The recent RSOC approach (Reconfigurable System on Chip), which is based on FPGA technology, brings new solutions to this problem. Designers can easily design the hardware accelerating module and verify its functions with low cost. And the HDL sources also hold good portability, on either FPGA or ASIC chips. Further, FPGAs do not require expensive mask-making, and can be customised to a specific application, even for low volumes. Hence application specific hardware acceleration is better suited to FPGAs.
This research then focuses on the methodology of using RSOC techniques to improve RTOS’s performance to meet HRT systems’ requirements.
Bibliography:
1. Halang, W.A., State of the art and open research topics in embedded hard real-time systems design. Journal of Computing and Information Technology - CIT, 2000. 8(3): p. 167-80.

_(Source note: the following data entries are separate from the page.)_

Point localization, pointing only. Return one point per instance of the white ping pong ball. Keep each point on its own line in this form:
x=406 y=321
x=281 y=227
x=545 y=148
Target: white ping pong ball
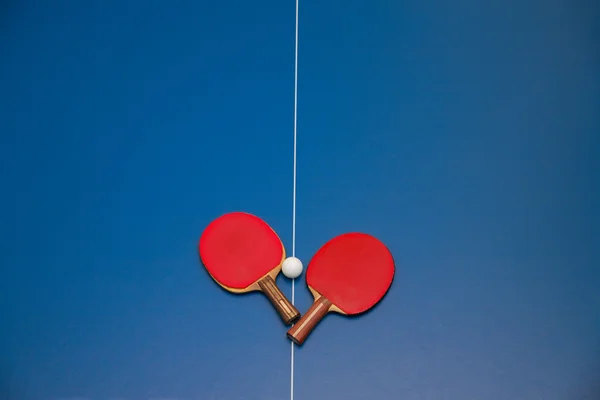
x=292 y=267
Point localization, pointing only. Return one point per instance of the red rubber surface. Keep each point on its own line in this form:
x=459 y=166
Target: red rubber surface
x=238 y=249
x=353 y=271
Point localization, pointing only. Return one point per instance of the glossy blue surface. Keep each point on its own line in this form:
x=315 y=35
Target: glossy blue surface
x=465 y=136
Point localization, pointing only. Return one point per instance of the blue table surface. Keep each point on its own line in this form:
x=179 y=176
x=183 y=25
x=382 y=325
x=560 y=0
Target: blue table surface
x=463 y=134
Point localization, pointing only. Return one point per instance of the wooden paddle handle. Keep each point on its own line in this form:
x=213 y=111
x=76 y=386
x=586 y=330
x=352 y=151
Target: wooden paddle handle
x=288 y=313
x=299 y=332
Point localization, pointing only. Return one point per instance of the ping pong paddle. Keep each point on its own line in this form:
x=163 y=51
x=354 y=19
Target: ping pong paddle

2. VxWorks 6.x Product Note. 2006, Wind River Systems, Inc., Available from:
http://www.windriver.com/vxworks/.
3. eCos User Guide. 2001, Red Hat Inc., eCosCentric Ltd., Available from:
http://ecos.sourceware.org/docs-latest/.
4. QNX Neutrino RTOS Brochure. 2006, QNX Software Systems, Available from:
http://www.qnx.com/download/index.html.
5. Leyva-del-Foyo, L.E., P. Mejia-Alvarez, and D. de Niz. Predictable Interrupt
Management for Real Time Kernels over conventional PC Hardware. In 12th IEEE
Real-Time and Embedded Technology and Applications Symposium. 2006. San Jose,
CA, United States. p. 14-23.
6. Andrews, D., et al. hthreads: a hardware/software co-designed multithreaded
RTOS kernel. In 10th IEEE International Conference on Emerging Technologies and
Factory Automation. 2005. Catania, Italy: IEEE. p. 8 pp.
7. Cooling, J.E. and P. Tweedale, Task scheduler co-processor for hard real-time
systems. Microprocessors and Microsystems, 1997. 20(9): p. 553-66.
8. Stankovic, J.A. and K. Ramamritham, The Spring kernel: A new paradigm for
real-time systems. IEEE Software, 1991. 8(3): p. 62-72.